We try to be compatible with C++ literal syntax, and to accept a superset of valid C++ literals.

A string literal consists of a possibly empty sequence of string characters enclosed in double quotes:

string‑literal encoding‑prefix?
" schar* "
schar [ ^ " \\ \n \r ] | escape
encoding‑prefix u8 | u | U | L

A string character may be an ordinary character that is not a double quote, a backslash, a newline or a carriage return, or it may be an escape sequence. A string literal may start with an optional encoding prefix.

A character literal may be a narrow character literal, a universal character literal or a wide character litera.

character‑literal narrow‑char‑literal | universal‑char‑literal | wide‑char‑literal
narrow‑char‑literal ' cchar+ '
universal‑char‑literal (u | U) ' cchar+ '
wide‑char‑literal L ' cchar+ '
cchar [ ^ ' \\ \n \r ] | escape

A narrow character literal consists of a non-empty sequence of symbols matching the cchar rule enclosed in single quotes. A cchar is either an ordinary character that is not a single quote, a backslash, a newline or a carriage return, or it may be an escape sequence. A universal character literal has a 'u' or 'U' prefix. A wide character literal has an 'L' prefix.

An escape sequence starts with the backslash character that is followed by a hexadecimal escape, a decimal escape, an octal escape, a UTF-16 escape, a UTF-32 escape, a C-escape, or any other single character.

escape \ ( (x | X) hex‑digit+ | (d | D) dec‑digit+ | octal‑digit+ | u hex4 | U hex8 | [ abfnrtv ] |
'any other character' )
dec‑digit [ 0 - 9 ]
hex‑digit [ 0 - 9 | a - f | A - F ]
octal‑digit [ 0 - 7 ]
hex4 hex‑digit hex‑digit hex‑digit hex‑digit
hex8 hex4 hex4

We have tried to define an escape sequence that is a superset of a valid C++ escape sequence, so it can be used in all contexts in SoulNG syntax files.

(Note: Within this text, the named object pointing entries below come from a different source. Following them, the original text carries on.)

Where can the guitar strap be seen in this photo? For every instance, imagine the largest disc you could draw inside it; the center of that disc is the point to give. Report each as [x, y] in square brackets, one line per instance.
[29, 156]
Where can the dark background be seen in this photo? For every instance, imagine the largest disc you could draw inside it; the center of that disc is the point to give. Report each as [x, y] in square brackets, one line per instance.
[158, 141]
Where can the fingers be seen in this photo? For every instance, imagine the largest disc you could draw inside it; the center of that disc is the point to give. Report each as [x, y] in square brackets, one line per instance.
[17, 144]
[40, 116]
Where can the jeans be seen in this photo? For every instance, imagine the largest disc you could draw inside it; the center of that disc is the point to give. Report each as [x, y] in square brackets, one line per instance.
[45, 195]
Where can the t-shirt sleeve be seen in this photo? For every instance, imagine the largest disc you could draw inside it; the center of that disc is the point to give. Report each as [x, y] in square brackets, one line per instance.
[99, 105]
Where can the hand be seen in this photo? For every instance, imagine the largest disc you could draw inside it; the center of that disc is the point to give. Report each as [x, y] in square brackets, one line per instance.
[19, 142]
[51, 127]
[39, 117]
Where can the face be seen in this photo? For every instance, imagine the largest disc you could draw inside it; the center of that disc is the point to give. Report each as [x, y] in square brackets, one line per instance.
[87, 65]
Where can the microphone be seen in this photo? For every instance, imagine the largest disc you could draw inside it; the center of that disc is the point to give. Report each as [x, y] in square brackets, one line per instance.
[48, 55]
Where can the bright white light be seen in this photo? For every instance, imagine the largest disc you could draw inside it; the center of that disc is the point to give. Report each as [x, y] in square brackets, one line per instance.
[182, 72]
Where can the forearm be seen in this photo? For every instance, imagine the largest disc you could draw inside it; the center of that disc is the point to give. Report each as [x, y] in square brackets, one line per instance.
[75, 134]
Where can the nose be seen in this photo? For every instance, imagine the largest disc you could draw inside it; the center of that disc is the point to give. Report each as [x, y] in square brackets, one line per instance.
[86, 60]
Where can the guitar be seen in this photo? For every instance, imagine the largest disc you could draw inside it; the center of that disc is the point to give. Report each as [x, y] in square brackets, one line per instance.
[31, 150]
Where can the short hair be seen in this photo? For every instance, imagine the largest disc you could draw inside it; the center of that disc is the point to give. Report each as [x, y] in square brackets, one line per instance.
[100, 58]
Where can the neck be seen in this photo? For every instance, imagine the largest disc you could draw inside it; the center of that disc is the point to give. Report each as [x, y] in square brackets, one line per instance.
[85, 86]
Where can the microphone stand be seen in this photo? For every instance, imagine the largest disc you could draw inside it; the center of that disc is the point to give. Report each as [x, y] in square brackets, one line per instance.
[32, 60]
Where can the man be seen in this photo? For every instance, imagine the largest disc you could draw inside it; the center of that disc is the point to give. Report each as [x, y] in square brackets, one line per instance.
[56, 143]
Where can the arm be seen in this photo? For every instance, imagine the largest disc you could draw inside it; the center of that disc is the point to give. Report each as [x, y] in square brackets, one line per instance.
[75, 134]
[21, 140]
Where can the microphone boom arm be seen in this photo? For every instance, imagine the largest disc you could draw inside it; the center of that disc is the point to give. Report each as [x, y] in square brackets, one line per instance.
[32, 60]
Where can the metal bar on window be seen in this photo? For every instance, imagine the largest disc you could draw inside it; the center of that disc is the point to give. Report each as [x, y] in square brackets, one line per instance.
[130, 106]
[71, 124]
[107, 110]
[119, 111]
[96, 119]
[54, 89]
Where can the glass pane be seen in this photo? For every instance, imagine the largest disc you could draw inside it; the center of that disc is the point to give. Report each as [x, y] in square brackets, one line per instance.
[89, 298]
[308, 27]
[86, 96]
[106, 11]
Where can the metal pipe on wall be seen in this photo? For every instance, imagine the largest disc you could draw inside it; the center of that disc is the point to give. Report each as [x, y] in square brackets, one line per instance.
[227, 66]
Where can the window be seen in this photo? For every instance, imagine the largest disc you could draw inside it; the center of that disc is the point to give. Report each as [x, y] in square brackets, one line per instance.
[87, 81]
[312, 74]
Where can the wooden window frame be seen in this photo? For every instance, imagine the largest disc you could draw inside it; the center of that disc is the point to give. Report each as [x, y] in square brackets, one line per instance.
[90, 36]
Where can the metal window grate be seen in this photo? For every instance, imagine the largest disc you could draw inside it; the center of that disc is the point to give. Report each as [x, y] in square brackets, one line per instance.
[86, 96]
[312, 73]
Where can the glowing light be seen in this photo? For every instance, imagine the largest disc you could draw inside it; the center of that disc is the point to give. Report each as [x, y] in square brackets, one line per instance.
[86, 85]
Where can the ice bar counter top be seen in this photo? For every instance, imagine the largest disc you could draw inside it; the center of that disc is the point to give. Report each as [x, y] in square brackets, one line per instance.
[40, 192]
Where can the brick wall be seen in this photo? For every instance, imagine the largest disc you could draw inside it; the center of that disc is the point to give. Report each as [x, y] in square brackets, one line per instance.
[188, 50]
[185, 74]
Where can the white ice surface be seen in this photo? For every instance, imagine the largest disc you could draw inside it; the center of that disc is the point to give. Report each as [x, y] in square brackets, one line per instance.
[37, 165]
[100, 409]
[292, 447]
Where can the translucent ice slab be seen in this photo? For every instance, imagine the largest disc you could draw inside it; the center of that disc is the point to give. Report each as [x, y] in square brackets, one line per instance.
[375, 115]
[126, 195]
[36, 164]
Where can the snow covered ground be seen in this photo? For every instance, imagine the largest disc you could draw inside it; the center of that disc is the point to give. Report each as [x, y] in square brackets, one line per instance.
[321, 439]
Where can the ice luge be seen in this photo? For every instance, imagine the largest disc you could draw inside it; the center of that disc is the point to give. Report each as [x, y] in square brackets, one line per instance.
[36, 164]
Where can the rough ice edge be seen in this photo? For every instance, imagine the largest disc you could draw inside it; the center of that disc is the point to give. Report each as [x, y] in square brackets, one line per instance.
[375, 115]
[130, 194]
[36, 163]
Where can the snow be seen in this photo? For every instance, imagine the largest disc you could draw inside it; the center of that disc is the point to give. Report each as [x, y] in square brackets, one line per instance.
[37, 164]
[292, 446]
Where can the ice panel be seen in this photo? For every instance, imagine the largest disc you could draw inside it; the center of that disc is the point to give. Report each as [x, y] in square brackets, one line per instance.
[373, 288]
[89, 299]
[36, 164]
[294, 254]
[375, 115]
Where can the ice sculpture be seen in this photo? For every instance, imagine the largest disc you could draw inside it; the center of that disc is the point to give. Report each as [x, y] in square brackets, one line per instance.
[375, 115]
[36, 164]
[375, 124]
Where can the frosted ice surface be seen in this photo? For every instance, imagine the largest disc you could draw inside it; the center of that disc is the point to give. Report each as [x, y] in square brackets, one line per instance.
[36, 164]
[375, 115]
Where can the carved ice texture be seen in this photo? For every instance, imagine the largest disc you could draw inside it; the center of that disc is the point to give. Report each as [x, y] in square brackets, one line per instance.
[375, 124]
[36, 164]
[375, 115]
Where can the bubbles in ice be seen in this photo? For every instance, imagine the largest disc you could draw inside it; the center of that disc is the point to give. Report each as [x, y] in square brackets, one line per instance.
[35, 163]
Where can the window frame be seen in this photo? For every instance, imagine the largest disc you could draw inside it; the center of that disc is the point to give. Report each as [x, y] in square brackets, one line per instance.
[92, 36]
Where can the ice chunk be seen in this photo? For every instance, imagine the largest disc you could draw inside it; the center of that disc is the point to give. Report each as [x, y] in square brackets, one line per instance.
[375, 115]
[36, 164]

An integer literal can be an octal literal, a decimal literal, or a hexadecimal literal. It may have an optional integer suffix:

integer‑literal (octal‑literal | decimal‑literal | hex‑literal) integer‑suffix?
octal‑literal 0 octal‑digit*
decimal‑literal [ 1 - 9 ] dec‑digit*
hex‑literal (0x | 0X) hex‑digit+
integer‑suffix unsigned‑suffix | long‑long‑suffix | long‑suffix
unsiged‑suffix u | U
long‑long‑suffix ll | LL
long‑suffix l | L

A floating-point literal may be a fractional floating-point literal or an exponential floating-point literal. It may have an optional floating-point suffix:

floating‑literal (fraction exponent? | dec‑digit+ exponent) floating‑suffix?
fraction dec‑digit* . dec‑digit+ | dec‑digit+ .
exponent (e | E) sign? dec‑digit+
sign + | -
floating‑suffix f | F | l | L

File Paths

A file path consists of a non-empty sequence of characters enclosed in angle brackets. A character inside the angle brackets may be any other character than a newline or a right angle bracket.

file‑path < [^\n>]+ >

API Specifier

An API specifier defines a macro symbol used for exporting generated classes and functions from a Windows DLL. See cmajor example in the examples/cmajor directory for an example use.

api api ( identifer )